Nel riquadro, il chirurgo Ludwig Rehn (IStock)
Non c’era più tempo per il dottor Ludwig Rehn. Il paziente stava per morire dissanguato davanti ai suoi occhi. Era il 7 settembre 1896 e il medico tedesco era allora il primario di chirurgia dell’ospedale civile di Francoforte quando fu chiamato d’urgenza per un giovane giardiniere di 22 anni accoltellato nel pomeriggio e trovato da un passante soltanto ore più tardi in condizioni disperate. Arrivò di fronte al dottor Rehn solo dopo le 3 del mattino. Da questo fatto di cronaca, nascerà il primo intervento a cuore aperto della storia della medicina e della cardiochirurgia.
Il paziente presentava una ferita da taglio al quarto spazio intercostale, appariva pallido e febbricitante con tachicardia, polso debole, aritmia e grave affanno respiratorio (68 atti al minuto quando la norma sarebbe 18-20) aggravato dallo sviluppo di uno pneumotorace sinistro. Condizioni che la mattina successiva peggiorarono rapidamente.
Senza gli strumenti diagnostici odierni, localizzare il danno era estremamente difficile, se non impossibile. Il dottor Rehn riuscì tuttavia ad ipotizzare la posizione del danno mediante semplice auscultazione. La ferita aveva centrato il cuore. Senza esitare, decise di intervenire con un tamponamento cardiaco diretto, un’operazione mai provata precedentemente. Rehn praticò un’incisione di 14 cm all’altezza del quinto intercostale e scoprì la presenza di sangue scuro. Esplorò il pericardio con le mani, quindi lo aprì, esponendo per la prima volta nella storia della medicina un cuore attivo e pulsante, seppur gravemente compromesso e sanguinante. Tra i coaguli e l’emorragia Rehn individuò la ferita da taglio all’altezza del ventricolo destro. Il chirurgo operò una rapida sutura della ferita al cuore con un filo in seta, approfittando della fase di diastole prolungata a causa della sofferenza cardiaca. La sutura fu ripetuta tre volte fino a che l’emorragia si fermò del tutto e dopo un sussulto del cuore, questo riprese a battere più vigoroso e regolare. Prima di richiudere il torace, lavò il cuore ed il pericardio con soluzione idrosalina. Gli atti respiratori scesero repentinamente da 76 a 48, la febbre di conseguenza diminuì.
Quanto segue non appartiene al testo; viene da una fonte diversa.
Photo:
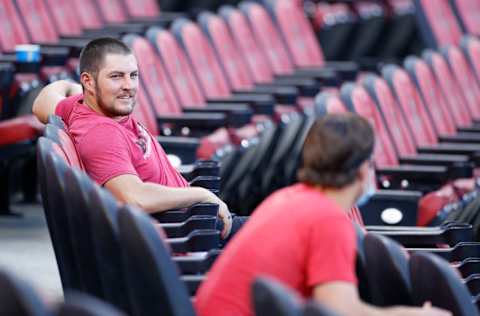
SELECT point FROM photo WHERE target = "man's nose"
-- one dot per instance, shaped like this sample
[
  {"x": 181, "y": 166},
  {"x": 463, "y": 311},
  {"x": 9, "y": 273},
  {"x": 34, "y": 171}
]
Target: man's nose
[{"x": 128, "y": 83}]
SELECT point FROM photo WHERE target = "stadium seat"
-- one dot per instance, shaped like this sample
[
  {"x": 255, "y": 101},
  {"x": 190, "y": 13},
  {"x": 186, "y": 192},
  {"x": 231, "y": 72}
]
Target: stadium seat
[
  {"x": 333, "y": 23},
  {"x": 437, "y": 32},
  {"x": 156, "y": 271},
  {"x": 314, "y": 309},
  {"x": 387, "y": 269},
  {"x": 107, "y": 249},
  {"x": 447, "y": 292},
  {"x": 77, "y": 304},
  {"x": 17, "y": 298},
  {"x": 270, "y": 297},
  {"x": 465, "y": 77},
  {"x": 451, "y": 89},
  {"x": 77, "y": 190},
  {"x": 418, "y": 118},
  {"x": 467, "y": 14}
]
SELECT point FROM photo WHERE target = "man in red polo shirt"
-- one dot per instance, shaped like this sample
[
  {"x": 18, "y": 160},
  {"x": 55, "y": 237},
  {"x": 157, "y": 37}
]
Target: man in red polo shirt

Fu posto un drenaggio toracico che nel decorso postoperatorio rivelò una fase critica a causa di un’infezione, che Rehn riuscì tuttavia a controllare per l’efficacia del drenaggio stesso. Sei mesi dopo l’intervento il medico tedesco dichiarava: «Sono oggi nella fortunata posizione di potervi dichiarare che il paziente è ritornato in buona salute. Oggi è occupato in piccole attività lavorative, in quanto non gli ho al momento permesso nessuno sforzo fisico. Il paziente mostra ottime prospettive di conservazione di un buono stato di salute generale».